The second delicate step is the relation

$$(2t-1)AM=MB.$$

Starting from

$$t=\frac{\cos\frac{\alpha+\theta}{2}} {2\cos\frac{\alpha-\theta}{2}},$$

one computes directly

$$2t-1 = \frac{\cos\frac{\alpha+\theta}{2} -\cos\frac{\alpha-\theta}{2}} {\cos\frac{\alpha-\theta}{2}} = \frac{\sin\frac{\alpha+\theta}{2}} {\sin\frac{\alpha-\theta}{2}}.$$

Multiplying by

$$AM=2\sin\frac{\alpha-\theta}{2}$$

gives exactly

$$MB=2\sin\frac{\alpha+\theta}{2}.$$

A sign error in the cosine-difference identity would reverse the conclusion, so this step must be checked carefully.

The third delicate point is the chord-length formula.
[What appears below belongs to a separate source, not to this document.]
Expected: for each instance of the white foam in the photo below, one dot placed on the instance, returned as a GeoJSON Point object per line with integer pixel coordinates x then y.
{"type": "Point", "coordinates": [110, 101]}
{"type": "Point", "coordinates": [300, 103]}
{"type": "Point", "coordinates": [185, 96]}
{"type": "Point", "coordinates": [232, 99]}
For points on the unit circle with angular separation $\delta$,

$$\text{chord}=2\sin\frac{\delta}{2}.$$

Here the separations are $\alpha-\theta$ and $\alpha+\theta$, yielding the stated expressions for $AM$ and $MB$.

Alternative Approaches

A synthetic solution can be obtained by introducing the tangents at $A$ and $M$ and using classical relations between chords, projections, and equal arcs. The midpoint $K$ of the arc $AB$ has several equivalent characterizations: it lies on the internal bisector of $\angle AOB$, and the lines $KA$ and $KB$ make equal angles with the corresponding chords. By exploiting these angle relations and applying the sine rule in carefully chosen triangles, one can derive proportionalities equivalent to

$$AH-HM=MB.$$

Another approach uses affine coordinates along the line $AM$. One computes the projection of $K$ onto $AM$ through vector geometry and expresses the result directly in terms of the subtended central angles. This remains essentially geometric but avoids explicit Cartesian coordinates. The coordinate method presented above is preferable because the projection parameter $t$ emerges naturally from a single orthogonality equation and the remainder reduces to standard trigonometric identities.